Democratizing ChatGPT like service with publicly available LLMs

Title: Democratizing ChatGPT like service with publicly available LLMs
Author: Chansung (chansung#5308)
Date posted: 2023/04/18


  • Development of a general serving framework for instruction following fine-tuned LLM models such as Alpaca, GPT4-Alpaca, Flan series, Dolly, StackLLaMA, and more.
  • Producing instruction following fine-tuned LLM models with some publicly available datasets such as Alpaca, GPT4-Alpaca, Dolly.
  • Showcase the actually working Chatbot application (w/ 7B, 13B, 30B)


  • Democratizing ChatGPT like chatbot service for everyone to use.
  • Case study to share why ChatGPT works so well besides the GPT model itself. It is to unveil the importance of Chatbot framework with pre/post of text(prompt) processings and context managements.

Scope of Work

  • Goals: Fine-tuned models (at least 7B, 13B, 30B versions of LLaMA based Alpaca), general serving framework, general conversation management framework
  • Features: Dynamically loading/serving different models, dynamically construct different styles of prompts based on model type and data structure of different UI systems, context managements


4/1: Starting project
4/14: Announcing fine-tuned models at Hugging Face Hub
4/21: Announcing conversation management framework (open source project)
4/30: Announcing general serving framework (open source project)
~5/31: Advancement of the frameworks by serving the models to end users at the communities + possibly enhance the existing fine-tuned models with better or fixed publicly available datasets


In order to serve ChatGPT like service based on LLMs, we need at least three technologies in sequential manner.

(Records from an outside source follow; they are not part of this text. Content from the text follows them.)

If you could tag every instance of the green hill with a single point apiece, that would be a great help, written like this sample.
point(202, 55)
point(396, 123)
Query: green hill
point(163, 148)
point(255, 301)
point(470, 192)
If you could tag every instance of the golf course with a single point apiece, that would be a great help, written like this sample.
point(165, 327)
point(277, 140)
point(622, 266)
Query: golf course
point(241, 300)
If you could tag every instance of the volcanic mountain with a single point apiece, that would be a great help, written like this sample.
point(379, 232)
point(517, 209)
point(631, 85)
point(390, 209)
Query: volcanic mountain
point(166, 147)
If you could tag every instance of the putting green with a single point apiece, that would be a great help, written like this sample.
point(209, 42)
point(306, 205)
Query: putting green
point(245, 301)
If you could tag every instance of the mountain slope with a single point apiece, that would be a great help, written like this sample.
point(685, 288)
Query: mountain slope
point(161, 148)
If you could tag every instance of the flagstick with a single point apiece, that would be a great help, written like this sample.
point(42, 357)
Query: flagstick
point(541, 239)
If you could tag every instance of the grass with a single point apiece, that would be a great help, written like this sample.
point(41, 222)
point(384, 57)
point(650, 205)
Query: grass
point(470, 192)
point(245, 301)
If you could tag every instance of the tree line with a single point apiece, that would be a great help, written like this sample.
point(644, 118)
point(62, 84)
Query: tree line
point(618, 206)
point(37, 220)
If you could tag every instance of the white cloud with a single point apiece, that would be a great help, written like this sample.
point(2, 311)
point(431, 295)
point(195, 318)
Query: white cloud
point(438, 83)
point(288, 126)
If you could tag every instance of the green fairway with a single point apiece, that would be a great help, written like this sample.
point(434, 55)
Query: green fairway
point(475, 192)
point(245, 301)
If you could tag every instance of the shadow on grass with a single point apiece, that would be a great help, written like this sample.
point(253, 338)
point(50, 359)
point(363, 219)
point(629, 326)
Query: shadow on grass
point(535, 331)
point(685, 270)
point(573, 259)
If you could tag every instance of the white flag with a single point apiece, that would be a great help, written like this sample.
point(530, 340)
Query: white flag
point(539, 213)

  1. Instruction following fine-tuned LLMs: without any concrete models available, we can not build and test ChatGPT like service. Even though there are already some publicly available fine-tuned models out there, they need to be adjusted frequently (because of ChatGPT, everyone in the field of AI tends to move so fast which leads lots of flaws. For example, Alpaca dataset contains lots of flaws such as empty text, repetitive strings, hallucinations, etc). Hence, as the time moves, we need to update fine-tuned models, and I think it will help us to understand the importance of the datasets and how differently curated datasets generate different texts.

  2. General conversation management with context: it is often true that the different datasets used to fine-tune different models have different structure. That means we should layout the structure of prompts according to the datasets, so we need to abstract the prompt layouts to support multiple models. Furthermore, it is important to manage contexts of the conversation due to the technical limitations of the current LLM architecture (<4096 tokens at most), but context management should be done differently for different models since they were fine-tuned with different structure of datasets. Hence, context management should be abstracted too.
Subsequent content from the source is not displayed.